Examine the latitude coordinate variable

Typically, the latitude coordinate variable will be in ascending order. However, in some datasets the order is reversed, i.e the order is descending.

By examining the first and last values on our latitude array (below), we can see that the values are descending.
* In practice what this means is that when you slice (subset) using latitude later in this tutorial, you will put the largest latitude value first.

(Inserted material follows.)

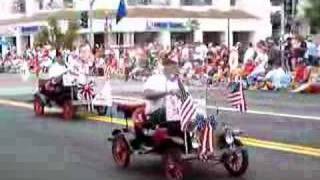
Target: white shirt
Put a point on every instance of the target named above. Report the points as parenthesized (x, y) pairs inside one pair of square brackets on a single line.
[(248, 55), (56, 70), (159, 83)]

print('First latitude value', ds.latitude[0].item())
print('Last latitude value', ds.latitude[-1].item())
First latitude value 41.5
Last latitude value 40.204

3. Working with the data

Creating a Faceted Plot of Monthly Mean Chlorophyll-a for 2022

In this example, we plot directly from an xarray object using its built-in .plot() method. This is a quick and convenient way to create faceted maps, though it offers limited control over layout and map styling compared to using matplotlib or cartopy directly.

The col and col_wrap arguments define which dimension to facet over (in this case, “time”) and how many panels to display per row. The cbar_kwargs dictionary gives access to colorbar customization, such as setting the label and size.

ds_mon.chlor_a.plot(col="time",
                    col_wrap=4,
                    cmap="turbo",
                    vmin=0, vmax=20,
                    figsize=(15, 10),
                    aspect=1.5,
                    cbar_kwargs={
                        'label': 'Chlorophyll-a (mg m$^{-3}$)',
                        'shrink': 0.7,
                        }
                        )

Creating a Map of Average Chlorophyll-a Over the Year

Compute the yearly mean for the region

Here we use NumPy’s mean function to calculate the average chlorophyll-a across the time dimension (axis 0), resulting in a xarray dataarray of yearly mean values.

ds_yearly = np.mean(ds_mon.chlor_a, axis=0)

Plot the map of the 2022 average SST in the region

plt.pcolormesh(ds_yearly.longitude, ds_yearly.latitude, ds_yearly, cmap="turbo", vmin=0, vmax=20)
plt.colorbar()
plt.title("Mean Chl-a " 
          + ds_mon.time[0].dt.strftime('%b %Y').item() 
          + ' - '
          + ds_mon.time[11].dt.strftime('%b %Y').item())

plt.show()

Spatial Subset and Time Series Comparing Chlorophyll-a Seasonal Cycles in Western and Eastern Long Island Sound

Subset the data - West Long Island Ssound bewteen -73.9o to -73.1o W longitude - East Long Island Ssound bewteen -72.9o to -71.8o W longitude

We are going to generate a time series of mean SST within each box.

da_west = ds.sel(longitude=slice(-73.9, -73.1))
da_east = ds.sel(longitude=slice(-72.9, -71.8))

Examine the structure of the subsetted data.

The subsets are 3D arrays with 365 time steps, each with 481 rows corresponding to latitudes (full LIS latitudinal extent) and 296 / 406 columns corresponding to longitudes in the West and East, respectively.

print(f"West shape: {da_west.chlor_a.shape}")
print(f"West shape: {da_east.chlor_a.shape}")
West shape: (365, 481, 296)
West shape: (365, 481, 406)

Resmaple each subset to an 8-Day means

Plotting a daily time series can often be messy, so we compute 8-day averages to smooth the data and highlight seasonal patterns.

da_west = da_west.resample(time="8D").mean()
da_east = da_east.resample(time="8D").mean()

Compute a time series

Now, we will average all data within each subset across the latitude and longitude dimensions to produce a single time series.

west_TS = da_west.chlor_a.mean(dim=("latitude","longitude"))
east_TS = da_east.chlor_a.mean(dim=("latitude","longitude"))

Plot the time-series

plt.figure(figsize=(8, 4))
plt.plot(west_TS.time, west_TS, label="West LIS", marker="o", c="tab:blue")
plt.plot(east_TS.time, east_TS, label="East LIS", marker="o", c="tab:red")


plt.ylabel('Chlorophyll-a (mg m$^{-3}$)')
plt.legend()